Комната смеха
Шрифт:
– Подожди… Не надо так, не торопись… Как можешь ты говорить такое мне сейчас, после того, как мы с тобой только что предали ее? И неужели тебе действительно безразлично было, жива она или нет? Ведь перед тем, как поехать на опознание, мы не знали точно, что это она, и я даже осмелилась предположить, что она жива! Да, я так и подумала! И только после того, как я увидела ее там, на столе, я поняла, что Эмма мертва. И что это факт, который невозможно оспорить. Но кто же тогда был в вашей машине? Что это за женщина?

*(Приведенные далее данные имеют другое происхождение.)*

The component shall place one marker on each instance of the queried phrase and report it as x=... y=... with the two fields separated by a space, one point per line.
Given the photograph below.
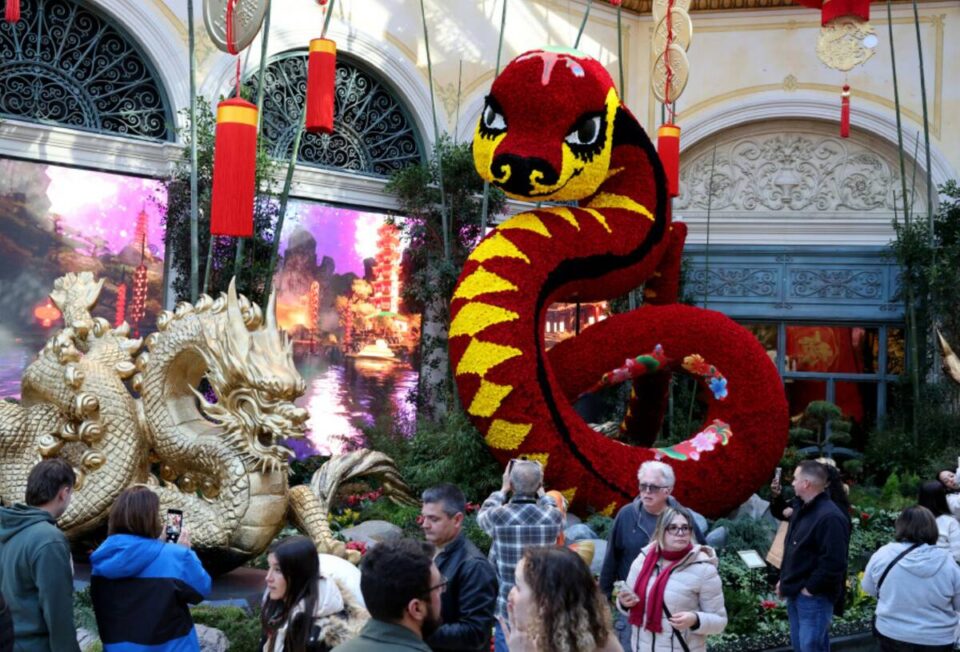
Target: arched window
x=373 y=130
x=66 y=63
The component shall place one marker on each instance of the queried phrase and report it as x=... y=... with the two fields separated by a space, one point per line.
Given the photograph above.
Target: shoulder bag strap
x=892 y=564
x=683 y=643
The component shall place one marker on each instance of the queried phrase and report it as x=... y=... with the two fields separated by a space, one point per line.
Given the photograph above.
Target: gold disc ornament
x=659 y=8
x=248 y=17
x=679 y=74
x=680 y=25
x=846 y=42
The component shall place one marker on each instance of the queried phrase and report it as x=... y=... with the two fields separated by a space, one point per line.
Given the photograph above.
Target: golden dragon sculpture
x=217 y=455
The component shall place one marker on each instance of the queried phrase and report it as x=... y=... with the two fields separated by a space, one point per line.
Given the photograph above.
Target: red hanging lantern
x=12 y=11
x=845 y=112
x=234 y=169
x=321 y=80
x=121 y=313
x=668 y=147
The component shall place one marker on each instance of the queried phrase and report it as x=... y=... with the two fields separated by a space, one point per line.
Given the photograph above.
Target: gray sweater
x=920 y=597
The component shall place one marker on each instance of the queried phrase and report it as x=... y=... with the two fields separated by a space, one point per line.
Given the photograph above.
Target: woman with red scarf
x=673 y=595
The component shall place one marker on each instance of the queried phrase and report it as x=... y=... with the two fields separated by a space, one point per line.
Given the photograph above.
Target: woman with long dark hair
x=933 y=496
x=140 y=585
x=673 y=597
x=917 y=586
x=555 y=606
x=302 y=610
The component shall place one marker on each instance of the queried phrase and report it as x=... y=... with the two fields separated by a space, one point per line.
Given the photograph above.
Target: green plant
x=746 y=533
x=241 y=628
x=442 y=230
x=821 y=427
x=447 y=451
x=600 y=524
x=83 y=616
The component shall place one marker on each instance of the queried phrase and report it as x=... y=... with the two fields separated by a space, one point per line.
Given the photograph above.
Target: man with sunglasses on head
x=633 y=528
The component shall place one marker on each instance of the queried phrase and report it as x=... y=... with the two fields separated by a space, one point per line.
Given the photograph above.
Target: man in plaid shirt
x=530 y=518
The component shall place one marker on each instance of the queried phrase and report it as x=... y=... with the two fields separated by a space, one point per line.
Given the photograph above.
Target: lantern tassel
x=12 y=11
x=845 y=112
x=234 y=169
x=321 y=80
x=668 y=147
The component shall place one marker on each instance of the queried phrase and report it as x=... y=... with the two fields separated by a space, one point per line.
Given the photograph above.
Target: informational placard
x=752 y=558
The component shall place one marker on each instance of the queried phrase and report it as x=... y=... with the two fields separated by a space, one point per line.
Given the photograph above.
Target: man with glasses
x=814 y=567
x=530 y=518
x=470 y=598
x=401 y=587
x=632 y=529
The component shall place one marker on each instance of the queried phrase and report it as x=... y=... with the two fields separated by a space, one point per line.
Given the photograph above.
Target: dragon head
x=546 y=130
x=250 y=368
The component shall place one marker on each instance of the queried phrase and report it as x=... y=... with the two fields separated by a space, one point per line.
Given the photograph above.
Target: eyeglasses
x=442 y=585
x=650 y=488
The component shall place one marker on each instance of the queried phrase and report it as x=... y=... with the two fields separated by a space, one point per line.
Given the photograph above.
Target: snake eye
x=492 y=119
x=586 y=132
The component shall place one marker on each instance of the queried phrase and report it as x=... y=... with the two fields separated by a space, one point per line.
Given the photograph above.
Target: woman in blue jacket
x=141 y=586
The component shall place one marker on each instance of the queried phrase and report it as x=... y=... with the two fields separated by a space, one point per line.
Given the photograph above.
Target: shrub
x=240 y=626
x=450 y=451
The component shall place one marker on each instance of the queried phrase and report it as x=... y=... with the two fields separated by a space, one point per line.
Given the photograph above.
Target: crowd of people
x=529 y=595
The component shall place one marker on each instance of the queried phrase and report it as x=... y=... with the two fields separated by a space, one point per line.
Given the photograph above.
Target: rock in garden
x=212 y=640
x=373 y=532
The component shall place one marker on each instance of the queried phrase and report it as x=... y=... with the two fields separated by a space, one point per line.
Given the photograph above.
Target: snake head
x=546 y=129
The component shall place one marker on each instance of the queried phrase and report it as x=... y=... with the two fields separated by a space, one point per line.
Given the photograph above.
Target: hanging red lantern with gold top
x=671 y=70
x=11 y=12
x=321 y=82
x=120 y=315
x=846 y=40
x=234 y=169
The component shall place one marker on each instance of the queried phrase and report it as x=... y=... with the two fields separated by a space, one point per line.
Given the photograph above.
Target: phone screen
x=174 y=525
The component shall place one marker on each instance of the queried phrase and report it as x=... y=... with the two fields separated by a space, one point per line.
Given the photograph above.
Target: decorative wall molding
x=794 y=181
x=853 y=284
x=791 y=171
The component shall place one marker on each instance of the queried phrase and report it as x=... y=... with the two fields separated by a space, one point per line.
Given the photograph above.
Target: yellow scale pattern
x=476 y=316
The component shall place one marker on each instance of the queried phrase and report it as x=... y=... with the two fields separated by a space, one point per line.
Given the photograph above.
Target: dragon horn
x=951 y=362
x=235 y=323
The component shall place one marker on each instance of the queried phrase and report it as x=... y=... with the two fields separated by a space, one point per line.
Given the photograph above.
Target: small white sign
x=752 y=558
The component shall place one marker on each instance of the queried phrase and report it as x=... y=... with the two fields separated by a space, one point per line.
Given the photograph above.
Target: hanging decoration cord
x=666 y=62
x=583 y=24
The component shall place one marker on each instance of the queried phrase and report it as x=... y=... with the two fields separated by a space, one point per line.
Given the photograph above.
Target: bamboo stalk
x=912 y=352
x=444 y=218
x=284 y=198
x=194 y=208
x=485 y=204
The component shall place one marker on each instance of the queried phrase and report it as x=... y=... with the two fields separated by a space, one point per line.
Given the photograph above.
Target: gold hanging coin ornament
x=659 y=8
x=679 y=74
x=248 y=17
x=680 y=25
x=846 y=42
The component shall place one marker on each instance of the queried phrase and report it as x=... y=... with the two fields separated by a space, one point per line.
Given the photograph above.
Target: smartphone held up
x=174 y=525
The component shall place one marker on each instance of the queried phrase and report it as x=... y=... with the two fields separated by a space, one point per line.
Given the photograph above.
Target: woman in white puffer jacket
x=673 y=594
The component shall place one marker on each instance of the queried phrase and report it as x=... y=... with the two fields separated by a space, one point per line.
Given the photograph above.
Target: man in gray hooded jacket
x=920 y=596
x=35 y=571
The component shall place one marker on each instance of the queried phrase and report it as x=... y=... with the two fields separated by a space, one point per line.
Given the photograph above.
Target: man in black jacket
x=814 y=565
x=470 y=597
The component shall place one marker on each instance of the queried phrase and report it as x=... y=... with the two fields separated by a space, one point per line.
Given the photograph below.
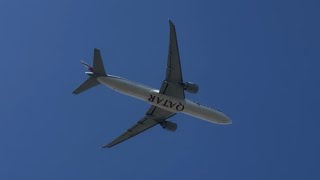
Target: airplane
x=165 y=103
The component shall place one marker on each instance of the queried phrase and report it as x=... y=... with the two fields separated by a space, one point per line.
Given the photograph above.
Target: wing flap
x=153 y=117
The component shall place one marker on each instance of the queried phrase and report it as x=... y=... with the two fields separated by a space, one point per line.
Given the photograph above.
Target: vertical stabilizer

Кто отправлял тебе посылки? Кто привез тело твоей жены и оставил в твоем доме? У тебя есть враги? Есть? Кто? И откуда у тебя деньги?
– Я заработал их, что в этом удивительного? У меня же мебельный магазин!
– Но
– Но ты же видела деньги, видела?
– Видела.
– Их много. И половина из них будет принадлежать тебе, если ты станешь моей женой, если останешься со мной и разделишь мою беду. Мы должны, должны держаться вместе.
Он поднял ей юбку и зарылся лицом в складки грубой шерстяной материи…
Анна легла и закрыла глаза. Она вдруг поняла, что сейчас происходит с ними обоими. Запершись в квартире и отгородившись от всего мира, они вступили в опасную и очень сложную игру, с закрытыми глазами решив предаться запретному удовольствию: Алексей после недолгих и сумбурных ласк вошел в нее как в Эмму, она же приняла телом горячую плоть Вадима Гарманова. Хотя на самом деле похоть пожирала зятя и свояченицу. Уже стемнело, в комнате все стало синим и черным, и на диване, среди разбросанных газет, журналов и подушек содрогались в глубоком и болезненном оргазме мужчина и женщина. Она знала, что никогда не посмеет упрекнуть его в том, что он солгал ей, сказав, будто давно испытывал к ней определенные чувства. Он же, в этом она была уверена, догадывался, что так страстно она отдавалась тоже не ему, а своему последнему любовнику, который ей представлялся в эти минуты. Но им было хорошо вдвоем, лучше, чем поодиночке. И только за это они оба готовы были заплатить по самому большому счету. И цена этому бурному, временному и короткому счастью была – ложь.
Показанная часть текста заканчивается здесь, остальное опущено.